Rigardo chancela ; il saisit brusquement la main de sa conductrice et la serra à la briser : « Jure-moi que tu les sauveras, Emineh ! sans cela il vaudrait mieux pour moi que tu me précipitasses ici en-bas, tu me ferais moins de mal ».

– « Emineh n’a jamais menti, répliqua-t-elle, la mort seule l’empêcherait de veiller à ton salut et à celui des tiens ; mais nous sommes arrivés : regarde ! »

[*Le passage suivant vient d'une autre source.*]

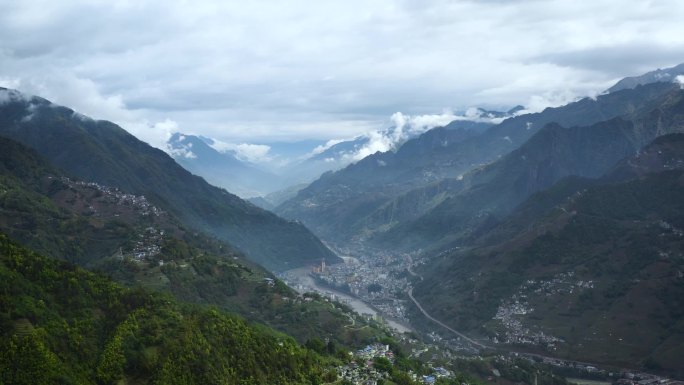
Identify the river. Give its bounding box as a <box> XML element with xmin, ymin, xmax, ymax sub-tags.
<box><xmin>283</xmin><ymin>267</ymin><xmax>412</xmax><ymax>333</ymax></box>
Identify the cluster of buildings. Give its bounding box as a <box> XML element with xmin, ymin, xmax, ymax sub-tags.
<box><xmin>311</xmin><ymin>250</ymin><xmax>409</xmax><ymax>323</ymax></box>
<box><xmin>492</xmin><ymin>271</ymin><xmax>594</xmax><ymax>350</ymax></box>
<box><xmin>61</xmin><ymin>177</ymin><xmax>164</xmax><ymax>217</ymax></box>
<box><xmin>337</xmin><ymin>344</ymin><xmax>453</xmax><ymax>385</ymax></box>
<box><xmin>119</xmin><ymin>227</ymin><xmax>164</xmax><ymax>260</ymax></box>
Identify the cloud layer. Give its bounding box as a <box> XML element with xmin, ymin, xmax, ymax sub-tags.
<box><xmin>0</xmin><ymin>0</ymin><xmax>684</xmax><ymax>148</ymax></box>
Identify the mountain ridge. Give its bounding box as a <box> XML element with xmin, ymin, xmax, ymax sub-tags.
<box><xmin>0</xmin><ymin>90</ymin><xmax>338</xmax><ymax>270</ymax></box>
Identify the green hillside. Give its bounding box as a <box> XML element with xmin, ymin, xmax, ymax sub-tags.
<box><xmin>0</xmin><ymin>89</ymin><xmax>339</xmax><ymax>270</ymax></box>
<box><xmin>0</xmin><ymin>137</ymin><xmax>382</xmax><ymax>344</ymax></box>
<box><xmin>414</xmin><ymin>170</ymin><xmax>684</xmax><ymax>375</ymax></box>
<box><xmin>0</xmin><ymin>235</ymin><xmax>323</xmax><ymax>385</ymax></box>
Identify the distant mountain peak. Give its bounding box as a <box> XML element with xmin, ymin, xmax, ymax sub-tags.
<box><xmin>607</xmin><ymin>63</ymin><xmax>684</xmax><ymax>93</ymax></box>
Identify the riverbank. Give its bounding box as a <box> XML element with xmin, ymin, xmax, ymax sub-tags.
<box><xmin>280</xmin><ymin>267</ymin><xmax>413</xmax><ymax>333</ymax></box>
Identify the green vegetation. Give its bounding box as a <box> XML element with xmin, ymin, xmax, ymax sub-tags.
<box><xmin>0</xmin><ymin>137</ymin><xmax>382</xmax><ymax>345</ymax></box>
<box><xmin>414</xmin><ymin>170</ymin><xmax>684</xmax><ymax>374</ymax></box>
<box><xmin>0</xmin><ymin>98</ymin><xmax>339</xmax><ymax>270</ymax></box>
<box><xmin>0</xmin><ymin>235</ymin><xmax>332</xmax><ymax>384</ymax></box>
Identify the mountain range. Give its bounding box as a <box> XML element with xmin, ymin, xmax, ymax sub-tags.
<box><xmin>275</xmin><ymin>83</ymin><xmax>679</xmax><ymax>247</ymax></box>
<box><xmin>0</xmin><ymin>89</ymin><xmax>339</xmax><ymax>270</ymax></box>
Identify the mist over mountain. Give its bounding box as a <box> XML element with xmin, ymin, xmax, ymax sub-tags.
<box><xmin>607</xmin><ymin>63</ymin><xmax>684</xmax><ymax>92</ymax></box>
<box><xmin>167</xmin><ymin>106</ymin><xmax>508</xmax><ymax>198</ymax></box>
<box><xmin>0</xmin><ymin>89</ymin><xmax>337</xmax><ymax>270</ymax></box>
<box><xmin>275</xmin><ymin>83</ymin><xmax>679</xmax><ymax>246</ymax></box>
<box><xmin>0</xmin><ymin>0</ymin><xmax>684</xmax><ymax>385</ymax></box>
<box><xmin>408</xmin><ymin>134</ymin><xmax>684</xmax><ymax>374</ymax></box>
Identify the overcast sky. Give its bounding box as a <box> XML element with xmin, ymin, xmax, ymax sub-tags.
<box><xmin>0</xmin><ymin>0</ymin><xmax>684</xmax><ymax>150</ymax></box>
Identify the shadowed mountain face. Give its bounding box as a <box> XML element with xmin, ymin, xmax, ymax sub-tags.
<box><xmin>376</xmin><ymin>89</ymin><xmax>684</xmax><ymax>249</ymax></box>
<box><xmin>275</xmin><ymin>83</ymin><xmax>679</xmax><ymax>248</ymax></box>
<box><xmin>414</xmin><ymin>134</ymin><xmax>684</xmax><ymax>375</ymax></box>
<box><xmin>0</xmin><ymin>89</ymin><xmax>338</xmax><ymax>270</ymax></box>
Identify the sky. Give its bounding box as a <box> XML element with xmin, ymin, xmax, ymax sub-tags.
<box><xmin>0</xmin><ymin>0</ymin><xmax>684</xmax><ymax>156</ymax></box>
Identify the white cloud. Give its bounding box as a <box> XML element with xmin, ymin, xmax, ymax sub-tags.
<box><xmin>209</xmin><ymin>139</ymin><xmax>273</xmax><ymax>163</ymax></box>
<box><xmin>305</xmin><ymin>139</ymin><xmax>344</xmax><ymax>157</ymax></box>
<box><xmin>675</xmin><ymin>75</ymin><xmax>684</xmax><ymax>90</ymax></box>
<box><xmin>235</xmin><ymin>143</ymin><xmax>271</xmax><ymax>163</ymax></box>
<box><xmin>0</xmin><ymin>0</ymin><xmax>684</xmax><ymax>148</ymax></box>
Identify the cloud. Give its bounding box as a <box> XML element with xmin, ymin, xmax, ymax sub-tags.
<box><xmin>0</xmin><ymin>0</ymin><xmax>684</xmax><ymax>149</ymax></box>
<box><xmin>675</xmin><ymin>75</ymin><xmax>684</xmax><ymax>90</ymax></box>
<box><xmin>209</xmin><ymin>139</ymin><xmax>273</xmax><ymax>163</ymax></box>
<box><xmin>305</xmin><ymin>139</ymin><xmax>344</xmax><ymax>158</ymax></box>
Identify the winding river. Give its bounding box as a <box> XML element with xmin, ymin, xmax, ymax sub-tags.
<box><xmin>283</xmin><ymin>267</ymin><xmax>412</xmax><ymax>333</ymax></box>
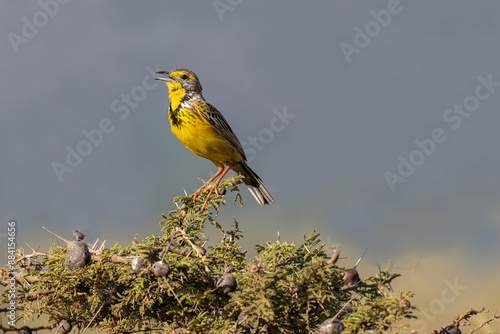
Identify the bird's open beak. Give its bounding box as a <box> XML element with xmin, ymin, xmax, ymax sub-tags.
<box><xmin>155</xmin><ymin>71</ymin><xmax>174</xmax><ymax>81</ymax></box>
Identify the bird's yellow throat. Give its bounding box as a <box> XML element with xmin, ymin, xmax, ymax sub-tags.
<box><xmin>166</xmin><ymin>81</ymin><xmax>186</xmax><ymax>110</ymax></box>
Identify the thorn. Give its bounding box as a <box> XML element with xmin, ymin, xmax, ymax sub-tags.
<box><xmin>92</xmin><ymin>238</ymin><xmax>99</xmax><ymax>249</ymax></box>
<box><xmin>353</xmin><ymin>248</ymin><xmax>368</xmax><ymax>269</ymax></box>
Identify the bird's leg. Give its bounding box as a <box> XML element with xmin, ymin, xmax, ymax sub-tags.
<box><xmin>191</xmin><ymin>166</ymin><xmax>224</xmax><ymax>201</ymax></box>
<box><xmin>201</xmin><ymin>165</ymin><xmax>233</xmax><ymax>211</ymax></box>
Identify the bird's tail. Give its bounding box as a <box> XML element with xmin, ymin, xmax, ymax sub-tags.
<box><xmin>233</xmin><ymin>162</ymin><xmax>274</xmax><ymax>205</ymax></box>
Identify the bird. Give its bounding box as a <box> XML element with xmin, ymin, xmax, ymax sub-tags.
<box><xmin>155</xmin><ymin>68</ymin><xmax>274</xmax><ymax>210</ymax></box>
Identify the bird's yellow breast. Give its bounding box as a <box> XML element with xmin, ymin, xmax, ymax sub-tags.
<box><xmin>169</xmin><ymin>106</ymin><xmax>241</xmax><ymax>167</ymax></box>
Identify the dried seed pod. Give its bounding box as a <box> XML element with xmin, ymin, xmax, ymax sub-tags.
<box><xmin>17</xmin><ymin>326</ymin><xmax>31</xmax><ymax>334</ymax></box>
<box><xmin>192</xmin><ymin>245</ymin><xmax>207</xmax><ymax>257</ymax></box>
<box><xmin>439</xmin><ymin>325</ymin><xmax>462</xmax><ymax>334</ymax></box>
<box><xmin>248</xmin><ymin>262</ymin><xmax>260</xmax><ymax>273</ymax></box>
<box><xmin>343</xmin><ymin>268</ymin><xmax>361</xmax><ymax>286</ymax></box>
<box><xmin>131</xmin><ymin>256</ymin><xmax>144</xmax><ymax>273</ymax></box>
<box><xmin>214</xmin><ymin>273</ymin><xmax>238</xmax><ymax>295</ymax></box>
<box><xmin>56</xmin><ymin>319</ymin><xmax>73</xmax><ymax>334</ymax></box>
<box><xmin>66</xmin><ymin>241</ymin><xmax>90</xmax><ymax>270</ymax></box>
<box><xmin>73</xmin><ymin>230</ymin><xmax>85</xmax><ymax>241</ymax></box>
<box><xmin>153</xmin><ymin>260</ymin><xmax>170</xmax><ymax>277</ymax></box>
<box><xmin>146</xmin><ymin>247</ymin><xmax>158</xmax><ymax>262</ymax></box>
<box><xmin>14</xmin><ymin>268</ymin><xmax>28</xmax><ymax>284</ymax></box>
<box><xmin>400</xmin><ymin>298</ymin><xmax>411</xmax><ymax>308</ymax></box>
<box><xmin>319</xmin><ymin>318</ymin><xmax>345</xmax><ymax>334</ymax></box>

Elle écarta avec peine quelques touffes de buissons épineux et de plantes grimpantes, une ouverture apparut, la jeune fille s’y glissa, suivie par le fugitif. Au bout de quelques minutes, ils se trouvèrent dans une grotte spacieuse. Les restes d’un feu mourant y jetaient encore de légères clartés. Il y régnait un silence profond, les grandes voûtes n’étaient pas accessibles aux bruits du dehors. « Te voilà en sûreté, maître, promets-moi de rester ici jusqu’à ce que je revienne te chercher ». – « Et si tu ne revenais pas ? » – « Je reviendrai dans deux jours. Tu as ici de quoi te nourrir, ici j’ai tout préparé. Où devais-tu aller retrouver les insurgés ? » Il indiqua un petit village de la plaine.

Emineh réfléchit un instant : « Avez-vous un mot de ralliement ? il faut que je le sache ». Il le lui dit. – « Bien, maître, je vais aller trouver tes soldats, les avertir des circonstances où tu te trouves, ils accourront te délivrer ». – « Écoute ! reprit Rigardo, si après-demain soir, vers le milieu de la nuit, tu n’es pas de retour, je penserai que tu m’as trompé, et si j’ai tout perdu par ta faute, si ceux que j’aime me sont à jamais enlevés, si mes soldats croient à ma défection, alors que Dieu te pardonne, Emineh, car je ne saurais empêcher mon cœur de te maudire ! »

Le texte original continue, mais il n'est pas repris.